The biggest splodge of red in Cheadle Hulme is the Hursthead estate, again covered in privately owned suburban houses.
There are either errors in the data used, or the logic used to produce this map.
It’s a good effort, but probably not one to be relied on that much for stats. I can see clearly lots of railway stations, sidings and car parks (CH Station, Stockport Station, Longsight, Piccadilly etc), which again are in red. When I worked at BR, they were the largest landowner in the UK. Railtrack or whoever own them now, probably never bothered registering the land they own because it would be herculean task.
Looking to the south (e.g. Patrixbourne) and east (e.g. Cop Street) of Canterbury in Kent I wonder of the large parcels of unregistered land are something to do with the Diocese of Canterbury?
The whole premise of land ownership is a work of fiction. No one owns the Earth. Why is Man the only species that has to pay another of his species for the “right” of having somewhere to dwell? If any one has the first title deed given by God, I’d love to see it. It’s time humanity awakens to this this ludicrous fallacy of land ownership.
This is a really interesting article. I work in flood risk and have recently had a complaint from a resident of water ingress though an external wall into the property. There is ponding the other side of the wall on a narrow path, and when I went to check land ownership I found it to be unregistered. Likely the developer didn’t register the path when the estate was built, and as it was so long ago they are almost certainly out of business. That puts me in a difficult position as I have to tell the resident that nobody is responsible for the standing water causing problems in their home.

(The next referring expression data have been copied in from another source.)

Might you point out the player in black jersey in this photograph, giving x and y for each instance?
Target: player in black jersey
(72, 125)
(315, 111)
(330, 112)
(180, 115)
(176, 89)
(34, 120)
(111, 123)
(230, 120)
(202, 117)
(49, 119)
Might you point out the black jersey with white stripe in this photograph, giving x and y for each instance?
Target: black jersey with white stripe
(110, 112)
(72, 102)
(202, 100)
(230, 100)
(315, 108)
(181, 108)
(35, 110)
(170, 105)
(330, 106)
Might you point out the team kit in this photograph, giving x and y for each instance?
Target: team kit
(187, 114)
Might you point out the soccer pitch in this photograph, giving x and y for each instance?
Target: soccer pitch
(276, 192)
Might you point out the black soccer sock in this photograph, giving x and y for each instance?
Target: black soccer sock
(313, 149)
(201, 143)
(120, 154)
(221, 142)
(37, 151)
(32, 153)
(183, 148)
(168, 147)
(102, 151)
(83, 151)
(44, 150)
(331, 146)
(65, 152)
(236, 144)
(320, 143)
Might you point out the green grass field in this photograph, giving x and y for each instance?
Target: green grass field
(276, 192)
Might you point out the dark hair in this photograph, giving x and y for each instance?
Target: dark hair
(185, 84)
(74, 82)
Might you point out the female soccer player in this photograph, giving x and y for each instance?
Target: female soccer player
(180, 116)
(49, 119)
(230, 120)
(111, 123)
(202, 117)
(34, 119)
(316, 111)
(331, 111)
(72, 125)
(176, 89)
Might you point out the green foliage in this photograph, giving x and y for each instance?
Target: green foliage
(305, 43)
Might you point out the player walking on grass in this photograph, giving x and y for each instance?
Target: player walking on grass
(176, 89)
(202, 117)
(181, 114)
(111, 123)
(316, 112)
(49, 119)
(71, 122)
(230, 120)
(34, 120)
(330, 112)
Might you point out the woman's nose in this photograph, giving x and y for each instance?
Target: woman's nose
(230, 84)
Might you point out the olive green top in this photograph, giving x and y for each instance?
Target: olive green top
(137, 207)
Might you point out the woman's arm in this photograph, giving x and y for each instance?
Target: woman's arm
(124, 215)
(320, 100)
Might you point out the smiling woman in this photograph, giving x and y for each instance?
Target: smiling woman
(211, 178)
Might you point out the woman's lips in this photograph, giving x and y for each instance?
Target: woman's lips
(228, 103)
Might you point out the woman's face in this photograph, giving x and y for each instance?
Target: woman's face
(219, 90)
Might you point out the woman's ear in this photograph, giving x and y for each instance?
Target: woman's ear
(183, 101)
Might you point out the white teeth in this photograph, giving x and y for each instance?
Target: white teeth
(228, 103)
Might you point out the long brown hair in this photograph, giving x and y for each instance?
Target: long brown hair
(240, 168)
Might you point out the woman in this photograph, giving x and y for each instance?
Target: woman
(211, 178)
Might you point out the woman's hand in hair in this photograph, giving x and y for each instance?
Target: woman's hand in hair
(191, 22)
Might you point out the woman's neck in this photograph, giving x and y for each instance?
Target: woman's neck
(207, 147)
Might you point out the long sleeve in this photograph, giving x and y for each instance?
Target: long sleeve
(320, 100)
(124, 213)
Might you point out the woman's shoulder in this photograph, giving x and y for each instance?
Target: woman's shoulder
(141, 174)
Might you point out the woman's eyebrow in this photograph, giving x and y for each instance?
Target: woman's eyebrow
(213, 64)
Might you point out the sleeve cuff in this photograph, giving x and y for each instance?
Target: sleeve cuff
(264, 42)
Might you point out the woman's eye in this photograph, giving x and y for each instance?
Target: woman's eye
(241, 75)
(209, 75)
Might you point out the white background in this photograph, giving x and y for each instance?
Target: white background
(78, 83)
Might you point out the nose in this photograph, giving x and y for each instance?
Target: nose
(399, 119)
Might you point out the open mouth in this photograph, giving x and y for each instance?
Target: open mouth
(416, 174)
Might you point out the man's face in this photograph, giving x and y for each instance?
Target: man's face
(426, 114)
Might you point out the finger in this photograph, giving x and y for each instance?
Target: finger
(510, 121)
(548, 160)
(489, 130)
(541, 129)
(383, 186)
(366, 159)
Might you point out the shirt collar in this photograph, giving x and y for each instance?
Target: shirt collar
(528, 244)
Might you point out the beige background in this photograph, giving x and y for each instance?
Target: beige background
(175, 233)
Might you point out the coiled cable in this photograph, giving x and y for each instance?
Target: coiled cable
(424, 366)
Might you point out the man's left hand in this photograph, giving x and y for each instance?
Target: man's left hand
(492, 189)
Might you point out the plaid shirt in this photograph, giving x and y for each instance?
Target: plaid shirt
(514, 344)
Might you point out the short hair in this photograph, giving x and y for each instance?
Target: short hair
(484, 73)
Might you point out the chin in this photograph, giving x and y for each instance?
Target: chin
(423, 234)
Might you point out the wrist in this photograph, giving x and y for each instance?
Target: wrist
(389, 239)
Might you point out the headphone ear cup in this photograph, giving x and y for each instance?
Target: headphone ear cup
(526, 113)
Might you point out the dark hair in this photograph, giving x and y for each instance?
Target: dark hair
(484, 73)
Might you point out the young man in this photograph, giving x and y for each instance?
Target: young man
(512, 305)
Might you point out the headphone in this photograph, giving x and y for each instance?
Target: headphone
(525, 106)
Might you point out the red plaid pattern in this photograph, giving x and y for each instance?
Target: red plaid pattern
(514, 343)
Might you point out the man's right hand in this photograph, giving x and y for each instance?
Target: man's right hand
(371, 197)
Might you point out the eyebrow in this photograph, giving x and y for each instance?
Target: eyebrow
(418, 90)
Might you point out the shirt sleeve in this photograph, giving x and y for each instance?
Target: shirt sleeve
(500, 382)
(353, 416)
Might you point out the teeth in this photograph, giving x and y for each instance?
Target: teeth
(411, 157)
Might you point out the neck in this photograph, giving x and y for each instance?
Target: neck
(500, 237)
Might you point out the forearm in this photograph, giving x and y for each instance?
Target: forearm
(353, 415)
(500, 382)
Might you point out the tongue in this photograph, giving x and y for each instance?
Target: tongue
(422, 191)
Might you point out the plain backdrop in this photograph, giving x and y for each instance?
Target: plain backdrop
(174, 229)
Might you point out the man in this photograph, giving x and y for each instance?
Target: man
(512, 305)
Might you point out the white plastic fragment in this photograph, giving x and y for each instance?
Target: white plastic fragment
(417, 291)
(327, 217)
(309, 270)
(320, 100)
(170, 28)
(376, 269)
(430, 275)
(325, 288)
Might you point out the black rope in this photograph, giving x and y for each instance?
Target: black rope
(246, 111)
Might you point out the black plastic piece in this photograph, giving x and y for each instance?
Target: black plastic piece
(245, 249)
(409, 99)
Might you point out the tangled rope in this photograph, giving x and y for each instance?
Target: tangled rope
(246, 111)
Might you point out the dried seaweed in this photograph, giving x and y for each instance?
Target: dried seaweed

I do have a question for you if you have the time – do you have any idea what would happen to a piece of land that could not be registered, such as this instance, because the land owners have gone out of business and no longer exist?
Can you camp or park overnight on unregistered land? If not, are there specific places in England where you can camp for free?
Unregistered land does not mean it is not owned and therefore apart from specific areas where camping is allowed the lad is subject to the same legal protection with respect to trespass as anywhere else. Of course, some unregistered land may not be owned by anyone but it is very unlikely.
I’ve lived in England for 15 years and have never heard of “unregistered” land. Very interesting!! The question also arose, is there such a thing in the United States?! I need to study this issue, for general development. Maybe there are such things there, too.